Rep. Casey Snider, R-Paradise, has sponsored a new bill to manage the costs of Utah wildfires. HB 307 passed Utah’s state House and Senate and was sent to the Legislative Research and General Counsel for consideration on Feb. 27.
The bill’s intent is to streamline Utah’s wildfire management processes, consolidating various funding streams into one account that can be used to provide necessary funding for measures to prevent wildfires before they start, fight them while they are burning, and tackle infrastructure and environmental restoration needs after a fire is over.
Some of the measures this streamlining includes would be consolidating previous, more specialized state funds such as the Wildland Fire Suppression Fund and the Watershed Restoration Initiative with the new Utah Wildfire Fund.
The bill also clarifies responsibilities at the state and local levels to ensure that all parties would better know exactly what they need to accomplish in all stages of the wildfire mitigation process.

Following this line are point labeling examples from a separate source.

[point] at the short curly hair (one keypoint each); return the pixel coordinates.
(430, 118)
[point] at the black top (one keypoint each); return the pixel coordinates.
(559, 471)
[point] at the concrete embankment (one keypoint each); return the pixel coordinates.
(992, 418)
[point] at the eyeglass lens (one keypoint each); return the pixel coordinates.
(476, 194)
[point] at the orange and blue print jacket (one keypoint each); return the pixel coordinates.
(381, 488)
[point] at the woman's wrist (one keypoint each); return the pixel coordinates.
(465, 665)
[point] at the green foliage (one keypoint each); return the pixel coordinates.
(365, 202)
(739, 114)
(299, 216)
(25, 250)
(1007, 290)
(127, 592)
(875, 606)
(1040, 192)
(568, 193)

“Wildfire, in this state, requires three mechanisms to get ahead of it,” said Snider. “One is pre-fire suppression. Two is actual on-the-ground suppression, and three is post-fire mitigation. Right now, our state is set up to have dispersed programs that cover all three, but at times they don’t communicate.”
Snider used the Silver King wildfire in central Utah this past summer as an example, saying that although state efforts in fighting the fire were prompt, large-scale, and fully funded, the necessary clean-up measures after the fire ended were not coordinated as well or provided with as many resources. According to Snider, these shortcomings resulted in an inability to mitigate threats from erosion and monsoons in the burned areas.

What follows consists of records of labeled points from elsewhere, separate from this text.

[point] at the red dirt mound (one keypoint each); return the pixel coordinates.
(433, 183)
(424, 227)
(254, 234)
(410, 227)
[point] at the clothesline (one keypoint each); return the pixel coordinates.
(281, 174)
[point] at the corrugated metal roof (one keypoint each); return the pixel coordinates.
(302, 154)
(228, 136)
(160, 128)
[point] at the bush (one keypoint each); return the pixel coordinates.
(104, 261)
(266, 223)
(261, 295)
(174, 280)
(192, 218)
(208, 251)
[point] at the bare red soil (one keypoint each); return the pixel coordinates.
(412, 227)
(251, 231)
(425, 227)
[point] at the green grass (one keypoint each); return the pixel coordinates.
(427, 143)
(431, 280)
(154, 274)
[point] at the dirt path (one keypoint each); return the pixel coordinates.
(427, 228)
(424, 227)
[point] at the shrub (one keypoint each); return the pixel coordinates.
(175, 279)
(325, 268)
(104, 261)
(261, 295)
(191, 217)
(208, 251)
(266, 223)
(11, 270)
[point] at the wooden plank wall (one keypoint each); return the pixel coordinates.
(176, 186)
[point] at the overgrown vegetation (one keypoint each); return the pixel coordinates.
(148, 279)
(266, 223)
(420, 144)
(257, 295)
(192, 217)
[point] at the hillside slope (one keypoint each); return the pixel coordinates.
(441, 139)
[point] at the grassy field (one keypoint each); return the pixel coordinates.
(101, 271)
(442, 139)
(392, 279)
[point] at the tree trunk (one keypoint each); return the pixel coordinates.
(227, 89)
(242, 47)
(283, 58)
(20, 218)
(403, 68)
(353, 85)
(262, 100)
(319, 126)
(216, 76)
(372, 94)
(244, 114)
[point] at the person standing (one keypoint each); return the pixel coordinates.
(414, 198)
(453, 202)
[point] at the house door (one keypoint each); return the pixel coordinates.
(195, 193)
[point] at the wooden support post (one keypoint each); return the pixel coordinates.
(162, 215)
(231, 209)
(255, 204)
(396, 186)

Wildland firefighters in Utah have primarily supported Snider’s bill. Riley Pilgrim, assistant chief at the Unified Fire Authority, spoke in favor of the bill during a Senate Revenue and Taxation Committee meeting, saying he appreciates good management of state money allocated for wildfires.

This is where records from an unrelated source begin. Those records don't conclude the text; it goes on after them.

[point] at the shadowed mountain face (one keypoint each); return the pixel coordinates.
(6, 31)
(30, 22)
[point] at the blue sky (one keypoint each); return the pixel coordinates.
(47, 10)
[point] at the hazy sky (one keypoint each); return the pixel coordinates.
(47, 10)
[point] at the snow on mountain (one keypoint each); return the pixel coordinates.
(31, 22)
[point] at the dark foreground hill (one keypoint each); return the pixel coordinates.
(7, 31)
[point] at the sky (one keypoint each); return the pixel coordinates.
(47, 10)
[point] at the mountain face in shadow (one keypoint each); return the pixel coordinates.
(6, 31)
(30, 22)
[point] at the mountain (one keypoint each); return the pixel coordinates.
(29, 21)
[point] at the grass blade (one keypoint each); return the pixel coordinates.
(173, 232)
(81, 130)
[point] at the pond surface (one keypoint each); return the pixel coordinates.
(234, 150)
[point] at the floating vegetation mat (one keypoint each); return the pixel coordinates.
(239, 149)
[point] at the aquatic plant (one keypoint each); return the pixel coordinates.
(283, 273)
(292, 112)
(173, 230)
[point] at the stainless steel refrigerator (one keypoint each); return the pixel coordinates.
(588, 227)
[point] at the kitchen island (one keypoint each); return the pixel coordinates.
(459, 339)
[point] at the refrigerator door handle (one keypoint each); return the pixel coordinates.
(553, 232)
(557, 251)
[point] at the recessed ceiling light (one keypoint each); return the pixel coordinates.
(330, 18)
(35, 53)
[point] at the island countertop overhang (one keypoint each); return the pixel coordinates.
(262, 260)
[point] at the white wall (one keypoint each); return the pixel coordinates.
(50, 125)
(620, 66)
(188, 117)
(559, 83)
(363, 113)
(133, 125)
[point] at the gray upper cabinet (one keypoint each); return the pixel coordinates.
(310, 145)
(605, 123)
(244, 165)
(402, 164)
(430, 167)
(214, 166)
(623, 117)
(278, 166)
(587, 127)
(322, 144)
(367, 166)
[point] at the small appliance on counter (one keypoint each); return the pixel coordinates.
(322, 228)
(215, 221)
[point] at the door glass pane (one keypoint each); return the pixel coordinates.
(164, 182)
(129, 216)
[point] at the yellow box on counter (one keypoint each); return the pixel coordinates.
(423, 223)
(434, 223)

“One thing to remember is that, it sounds like a lot,” Pilgrim said. “But one wildfire can really take a hit on the funds.”
The new Utah Wildfire Fund could also provide grants of up to $300,000 annually to local fire departments and volunteer groups to improve their abilities to prevent, fight, and clean up after wildfires. A minimum of $10 million would be allocated each year for wildfire prevention efforts in the state.
Jamie Barnes, Director of the Utah Department of Natural Resources Forestry, Fire and State Lands, said that this bill will have an especially positive impact on Southern Utah, which is at a higher risk for wildfires due to its drier, warmer climate.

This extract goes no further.